Philip has been creating critical buzz at home and Statestate for his subversive, non-conventional sound and vocals that leverage a Pan-African aesthetic and a heightened awareness and outlook on sexual and gender politics. Ultimately, Shadow Ceremony has a strong focus on lyricism but maintains a danceable quality, according to Philip.
 
While his sound has been called a variety of terms — alt-R&B, slopwave, electro-ambient — he's come to terms with labels. Lately he's been describing his vibe as post-R&B. "I think I'm better at understanding that I have to create a box, an existing framework and fill it with my personality to create a world that people can come into.
 
"The pop format is a great framework and a way for people to digest music," he adds. That said, the new album is designed to be sonically and lyrically challenging. "It's very strange with not a lot of reference points. Maybe SBTRKT would be the closest.
 
"I really love Joy Division and post-punk — things where nerds or really technical people started to infiltrate this simple framework and expand its ideas. I don't think there's anything wrong with that: while people are being entertained, give them something to chew on. Even if its just sex, give as many aspects to it as you can."
 
As an artist, Philips notes that music is just one way to get his message across; he is actively exploring visual mediums including video to accurately convey his thoughts and musical sensibilities. "I love psychedelic and counter culture. It's very much that. I just wanted to create a sci-fi R&B experience (with Shadow Ceremony). This experience of meeting an entity that's perceived as feminine but is just an unshaped energy. Talking about cosmic relationships between a humanoid and sentient being. I also added a sense of dream imagery from Mexican culture, weaving in future mythology."
 
The album was created over 18 months, recorded at Dreamhouse and Acres YYZ, and was co-produced by Jahmal Padmore and Keita Juma, both prolific producers and artists in their own right. Formerly of Toronto underground collective 88 Days of Fortune, Philip has branched out with Padmore and Juma to form the Fake Arts entity, forging a collaborative process that leverages each members strengths from an artistic and technical standpoint, he says. To hear Philip tell it, Padmore is the more technically proficient one on production, while rapper-artist Juma's UK sensibilities provide an expansive musical approach, all of which helped to flesh out and realize the sound on this particular record.
 
"We are so familiar with each other and so unafraid of each other that we got into a good experimentation. I wanted [the album] to feel like Devo or Kraftwerk. It doesn't look like that but something in that vein, projections of the future and what that sounds like, looks like and the stories that happen in that world," he says. "We worked really hard. It is a challenging piece to listen to as it was a challenging thing to create. As in pushing ourselves to let go and still being scared while doing it.

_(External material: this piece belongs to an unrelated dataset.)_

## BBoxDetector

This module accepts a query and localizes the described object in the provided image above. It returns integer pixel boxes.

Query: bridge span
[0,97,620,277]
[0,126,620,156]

You just have to go in. That's challenging."
 
With the new album out this month, plans are underway on visual elements for the singles, with videos to tracks like "The Feels" currently being conceptualized. In addition, Philip intends to divide his time this summer between touring and working on the anticipated full-length album, slated for an early 2016 release. In the meantime, he hopes that Shadow Ceremony makes a splash with listeners, adding it's like "throwing oneself into the water."
 
"It can be nerve racking and uncomfortable I think it's a great exercise. Pushing ourselves to just let go. That's the undercurrent of it."